Custom container requirements

To use a custom container to serve predictions, you must provide AI Platform Prediction with a Docker container image that runs an HTTP server. This document describes the requirements that a container image must meet to be compatible with AI Platform Prediction. The document also describes how AI Platform Prediction interacts with your custom container once it starts running. In other words, this document describes what you need to consider when designing a container image to use with AI Platform Prediction.

To walk through using a custom container image to serve predictions, read Using a custom container.
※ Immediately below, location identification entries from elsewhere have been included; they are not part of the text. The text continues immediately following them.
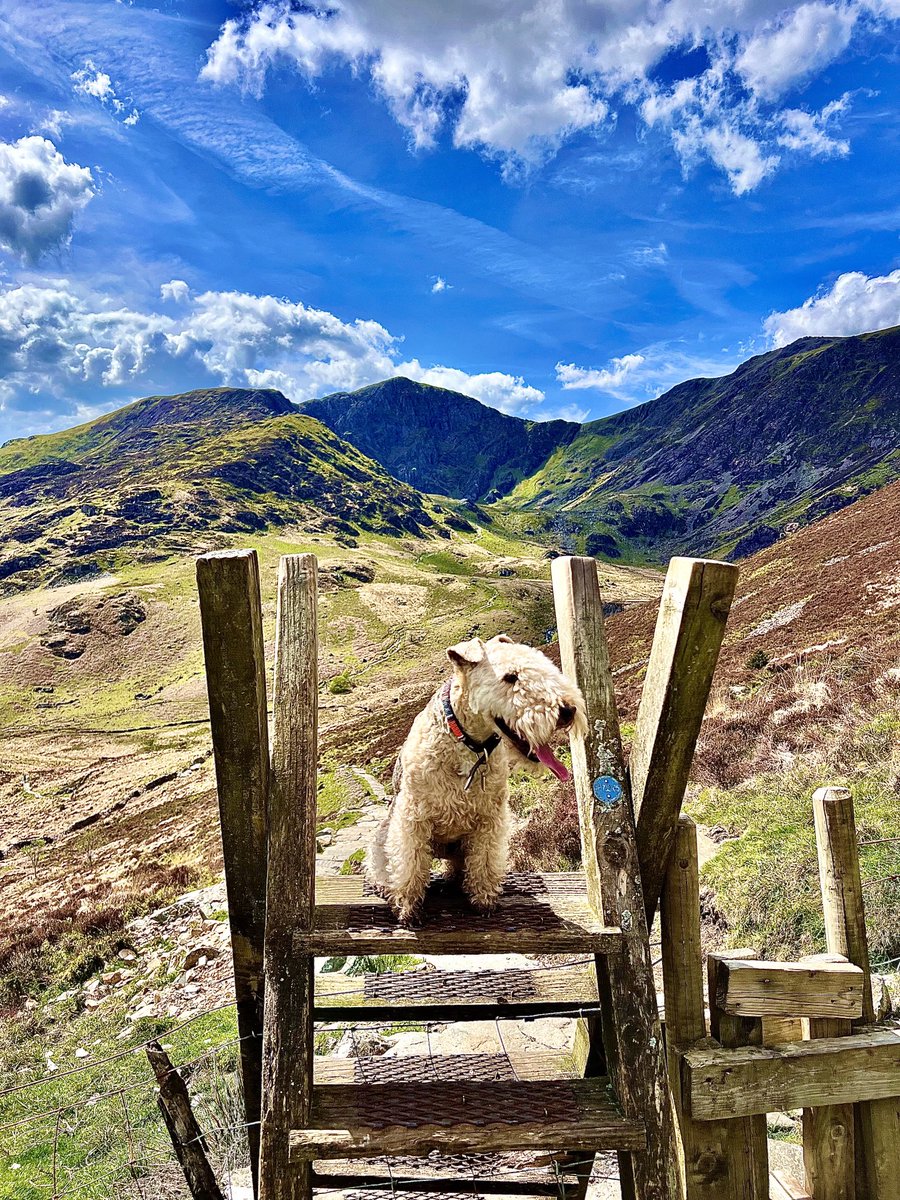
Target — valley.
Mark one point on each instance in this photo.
(109, 847)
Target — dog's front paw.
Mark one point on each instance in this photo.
(409, 916)
(485, 903)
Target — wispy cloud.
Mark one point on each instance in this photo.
(41, 195)
(517, 90)
(853, 304)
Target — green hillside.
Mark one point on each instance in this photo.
(173, 473)
(714, 466)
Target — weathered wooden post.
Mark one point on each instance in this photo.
(877, 1121)
(693, 613)
(633, 1036)
(288, 1029)
(178, 1116)
(749, 1152)
(232, 621)
(828, 1140)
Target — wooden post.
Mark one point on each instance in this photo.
(631, 1029)
(690, 627)
(288, 1030)
(748, 1145)
(828, 1151)
(707, 1167)
(877, 1125)
(232, 621)
(186, 1135)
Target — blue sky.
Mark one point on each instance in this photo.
(561, 208)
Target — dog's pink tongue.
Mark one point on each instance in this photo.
(550, 760)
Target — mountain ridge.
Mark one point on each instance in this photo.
(723, 465)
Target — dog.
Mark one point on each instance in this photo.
(501, 709)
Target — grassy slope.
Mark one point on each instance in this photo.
(175, 473)
(714, 465)
(807, 694)
(389, 607)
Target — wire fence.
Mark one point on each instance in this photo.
(145, 1167)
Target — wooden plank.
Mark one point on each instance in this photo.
(178, 1116)
(785, 1187)
(808, 989)
(633, 1039)
(232, 622)
(876, 1125)
(778, 1030)
(705, 1144)
(828, 1139)
(287, 1033)
(793, 1075)
(748, 1146)
(462, 1117)
(694, 610)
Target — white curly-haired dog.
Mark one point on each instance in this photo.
(502, 708)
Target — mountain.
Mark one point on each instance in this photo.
(441, 441)
(714, 466)
(811, 648)
(171, 472)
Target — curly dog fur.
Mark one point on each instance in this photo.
(499, 688)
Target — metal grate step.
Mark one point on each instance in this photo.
(457, 995)
(357, 1121)
(537, 913)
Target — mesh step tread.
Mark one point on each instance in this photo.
(427, 995)
(537, 913)
(527, 1065)
(358, 1121)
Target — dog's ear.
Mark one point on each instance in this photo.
(466, 655)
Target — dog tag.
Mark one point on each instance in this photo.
(607, 790)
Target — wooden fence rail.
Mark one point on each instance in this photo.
(834, 1062)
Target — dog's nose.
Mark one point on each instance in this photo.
(567, 715)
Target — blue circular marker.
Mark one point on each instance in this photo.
(607, 790)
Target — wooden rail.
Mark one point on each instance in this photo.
(289, 898)
(784, 1036)
(633, 1038)
(232, 621)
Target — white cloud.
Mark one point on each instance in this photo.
(90, 81)
(63, 346)
(175, 289)
(607, 379)
(635, 378)
(41, 195)
(855, 304)
(517, 78)
(508, 393)
(651, 256)
(808, 131)
(797, 45)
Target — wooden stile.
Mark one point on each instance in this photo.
(877, 1126)
(694, 610)
(798, 1074)
(817, 987)
(232, 622)
(288, 1030)
(705, 1144)
(747, 1137)
(633, 1039)
(828, 1140)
Container image requirements

When your Docker container image runs as a container, the container must run an HTTP server. Specifically, the container must listen and respond to liveness checks, health checks, and prediction requests. The following subsections describe these requirements in detail.

You can implement the HTTP server in any way, using any programming language, as long as it meets the requirements in this section. For example, you can write a custom HTTP server using a web framework like Flask or use machine learning (ML) serving software that runs an HTTP server, like TensorFlow Serving, TorchServe, or KFServing Server.

Running the HTTP server

You can run an HTTP server by using an ENTRYPOINT instruction, a CMD instruction, or both in the Dockerfile that you use to build your container image. Read about the interaction between CMD and ENTRYPOINT.

Alternatively, you can specify the containerSpec.command and containerSpec.args fields when you create your model version in order to override your container image's ENTRYPOINT and CMD respectively. Specifying one of these fields lets you use a container image that would otherwise not meet the requirements due to an incompatible (or nonexistent) ENTRYPOINT or CMD.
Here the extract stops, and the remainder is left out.